Sur le bien-fondé de l'impôt :

4. Aux termes de l'article 38 du code général des impôts, dont les dispositions sont applicables à l'impôt sur les sociétés en vertu de l'article 209 du même code : " 1. (...) le bénéfice imposable est le bénéfice net, déterminé d'après les résultats d'ensemble des opérations de toute nature effectuées par les entreprises, y compris notamment les cessions d'éléments quelconques de l'actif, soit en cours, soit en fin d'exploitation. 2. Le bénéfice net est constitué par la différence entre les valeurs de l'actif net à la clôture et à l'ouverture de la période dont les résultats doivent servir de base à l'impôt diminuée des suppléments d'apport et augmentée des prélèvements effectués au cours de cette période par l'exploitant ou par les associés. L'actif net s'entend de l'excédent des valeurs d'actif sur le total formé au passif par les créances des tiers, les amortissements et les provisions justifiés ".

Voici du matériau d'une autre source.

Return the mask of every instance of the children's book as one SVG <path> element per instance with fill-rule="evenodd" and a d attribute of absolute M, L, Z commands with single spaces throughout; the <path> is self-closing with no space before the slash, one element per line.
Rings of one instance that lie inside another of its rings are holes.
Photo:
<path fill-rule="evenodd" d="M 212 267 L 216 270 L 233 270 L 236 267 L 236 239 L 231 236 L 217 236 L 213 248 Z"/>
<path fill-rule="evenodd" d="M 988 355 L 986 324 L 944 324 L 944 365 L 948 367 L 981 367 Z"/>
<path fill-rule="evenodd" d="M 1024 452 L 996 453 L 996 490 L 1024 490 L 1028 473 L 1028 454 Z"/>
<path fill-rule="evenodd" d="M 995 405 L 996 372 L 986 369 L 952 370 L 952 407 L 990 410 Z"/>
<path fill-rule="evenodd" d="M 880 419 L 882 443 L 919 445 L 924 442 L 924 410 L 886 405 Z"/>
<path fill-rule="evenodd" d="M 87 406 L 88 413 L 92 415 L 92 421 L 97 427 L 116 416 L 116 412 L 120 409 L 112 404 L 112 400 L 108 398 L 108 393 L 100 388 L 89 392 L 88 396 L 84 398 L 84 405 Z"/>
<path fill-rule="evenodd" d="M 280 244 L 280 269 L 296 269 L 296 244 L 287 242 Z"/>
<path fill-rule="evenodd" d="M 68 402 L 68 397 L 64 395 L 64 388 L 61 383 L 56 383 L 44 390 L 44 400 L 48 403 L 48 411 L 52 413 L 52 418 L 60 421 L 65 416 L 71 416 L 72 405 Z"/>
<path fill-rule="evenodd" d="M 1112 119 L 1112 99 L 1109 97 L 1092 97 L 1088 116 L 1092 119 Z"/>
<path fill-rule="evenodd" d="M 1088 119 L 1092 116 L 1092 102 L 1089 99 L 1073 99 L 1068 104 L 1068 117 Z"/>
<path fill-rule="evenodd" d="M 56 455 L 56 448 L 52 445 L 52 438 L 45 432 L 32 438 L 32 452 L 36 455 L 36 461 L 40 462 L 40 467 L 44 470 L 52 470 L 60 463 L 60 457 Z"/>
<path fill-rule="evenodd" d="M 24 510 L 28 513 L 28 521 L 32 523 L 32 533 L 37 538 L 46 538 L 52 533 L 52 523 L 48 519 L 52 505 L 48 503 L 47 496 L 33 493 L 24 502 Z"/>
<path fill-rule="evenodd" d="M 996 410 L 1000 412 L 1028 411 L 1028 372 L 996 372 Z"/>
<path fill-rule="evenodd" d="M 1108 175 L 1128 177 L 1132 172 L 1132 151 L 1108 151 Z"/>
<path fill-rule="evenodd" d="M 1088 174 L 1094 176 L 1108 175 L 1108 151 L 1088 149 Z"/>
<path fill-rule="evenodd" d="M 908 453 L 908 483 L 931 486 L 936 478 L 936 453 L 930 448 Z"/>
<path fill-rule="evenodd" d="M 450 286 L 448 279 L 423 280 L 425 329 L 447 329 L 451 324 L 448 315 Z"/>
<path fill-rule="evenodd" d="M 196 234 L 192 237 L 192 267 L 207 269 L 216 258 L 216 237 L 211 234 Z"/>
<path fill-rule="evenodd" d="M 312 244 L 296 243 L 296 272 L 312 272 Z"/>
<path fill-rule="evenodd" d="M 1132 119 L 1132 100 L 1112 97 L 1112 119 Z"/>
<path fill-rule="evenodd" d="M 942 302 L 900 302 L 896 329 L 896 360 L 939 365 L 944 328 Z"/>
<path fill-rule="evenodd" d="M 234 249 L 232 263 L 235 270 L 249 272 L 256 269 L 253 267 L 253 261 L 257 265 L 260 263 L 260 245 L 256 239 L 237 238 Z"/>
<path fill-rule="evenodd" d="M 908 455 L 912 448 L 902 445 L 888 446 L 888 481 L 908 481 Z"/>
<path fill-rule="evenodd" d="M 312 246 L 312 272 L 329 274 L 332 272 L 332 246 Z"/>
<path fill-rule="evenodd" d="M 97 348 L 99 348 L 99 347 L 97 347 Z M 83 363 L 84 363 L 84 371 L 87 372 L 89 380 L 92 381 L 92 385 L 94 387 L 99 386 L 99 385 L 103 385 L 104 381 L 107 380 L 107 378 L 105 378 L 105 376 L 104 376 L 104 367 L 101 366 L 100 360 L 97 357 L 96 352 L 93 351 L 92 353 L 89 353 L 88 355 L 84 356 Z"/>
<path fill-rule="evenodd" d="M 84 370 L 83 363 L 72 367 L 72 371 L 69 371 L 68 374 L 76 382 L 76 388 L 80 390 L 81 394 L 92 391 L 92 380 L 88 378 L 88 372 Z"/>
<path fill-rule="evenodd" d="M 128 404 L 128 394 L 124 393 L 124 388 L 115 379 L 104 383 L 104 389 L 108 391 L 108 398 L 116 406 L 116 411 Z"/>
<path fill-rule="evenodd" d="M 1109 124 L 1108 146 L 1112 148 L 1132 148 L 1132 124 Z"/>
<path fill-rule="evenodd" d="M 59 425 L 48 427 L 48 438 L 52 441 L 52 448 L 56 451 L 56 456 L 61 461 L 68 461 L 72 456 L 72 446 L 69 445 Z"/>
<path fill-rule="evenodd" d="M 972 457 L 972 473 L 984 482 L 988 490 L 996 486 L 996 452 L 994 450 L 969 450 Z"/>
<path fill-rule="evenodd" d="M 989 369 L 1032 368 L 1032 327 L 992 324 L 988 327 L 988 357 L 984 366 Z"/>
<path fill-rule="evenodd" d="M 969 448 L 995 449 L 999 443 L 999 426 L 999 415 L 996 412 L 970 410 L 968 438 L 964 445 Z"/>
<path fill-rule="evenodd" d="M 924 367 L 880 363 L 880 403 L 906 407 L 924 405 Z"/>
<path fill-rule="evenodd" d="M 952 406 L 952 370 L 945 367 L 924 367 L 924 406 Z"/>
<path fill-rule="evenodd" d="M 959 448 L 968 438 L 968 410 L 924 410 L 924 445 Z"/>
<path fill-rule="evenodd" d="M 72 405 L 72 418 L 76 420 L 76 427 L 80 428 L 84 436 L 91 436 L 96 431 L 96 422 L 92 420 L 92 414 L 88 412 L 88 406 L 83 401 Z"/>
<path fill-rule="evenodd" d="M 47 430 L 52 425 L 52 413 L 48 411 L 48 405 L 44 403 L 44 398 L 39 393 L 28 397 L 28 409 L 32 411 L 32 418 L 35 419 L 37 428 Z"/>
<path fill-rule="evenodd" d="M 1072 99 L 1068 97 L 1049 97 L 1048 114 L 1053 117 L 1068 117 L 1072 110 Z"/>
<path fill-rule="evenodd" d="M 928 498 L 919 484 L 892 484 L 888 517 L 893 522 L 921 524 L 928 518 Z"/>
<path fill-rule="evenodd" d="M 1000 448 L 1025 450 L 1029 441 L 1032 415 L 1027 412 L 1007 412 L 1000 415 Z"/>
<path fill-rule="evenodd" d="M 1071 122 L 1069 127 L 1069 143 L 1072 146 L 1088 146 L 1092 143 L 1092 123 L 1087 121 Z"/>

En ce qui concerne la charge de la preuve :

5. Aux termes de l'article L. 192 du livre des procédures fiscales : " Lorsque l'une des commissions visées à l'article L. 59 (...) est saisi d'un litige ou d'une rectification, l'administration supporte la charge de la preuve en cas de réclamation, quel que soit l'avis rendu par la commission (...). / Toutefois, la charge de la preuve incombe au contribuable lorsque la comptabilité comporte de graves irrégularités et que l'imposition a été établie conformément à l'avis de la commission (...). La charge de la preuve des graves irrégularités invoquées par l'administration incombe, en tout état de cause, à cette dernière lorsque le litige ou la rectification est soumis au juge ".

6. Il ressort de la proposition de rectification du 24 août 2015 que l'administration fiscale a, d'une part, notamment relevé que l'entreprise n'était pas en mesure de garantir la continuité du chemin de révision entre les factures de vente ou d'achat et les écritures comptables correspondantes et inversement, et ce pour la totalité des enregistrements, le constat ayant été fait que le numéro de pièce inscrit en comptabilité était systématiquement différent de celui figurant sur la facture. L'administration a, d'autre part, constaté que l'entreprise ne respectait pas ses obligations comptables en présentant des enregistrements non effectués selon un ordre chronologique. Le service a ainsi pu, pour ces motifs, au demeurant non contestés, écarter la comptabilité informatisée présentée par la société GD Tours comme comportant de graves irrégularités. Par ailleurs, les cotisations supplémentaires d'impôt sur les sociétés ont été mises en recouvrement par l'administration conformément à l'avis de la commission départementale des impôts directs et des taxes sur le chiffre d'affaires de la Haute-Saône du 11 octobre 2016. Par suite, la charge de la preuve du mal-fondé des rectifications effectuées par le service incombe à la société GD Tours en vertu de l'article L. 192 du livre des procédures fiscales.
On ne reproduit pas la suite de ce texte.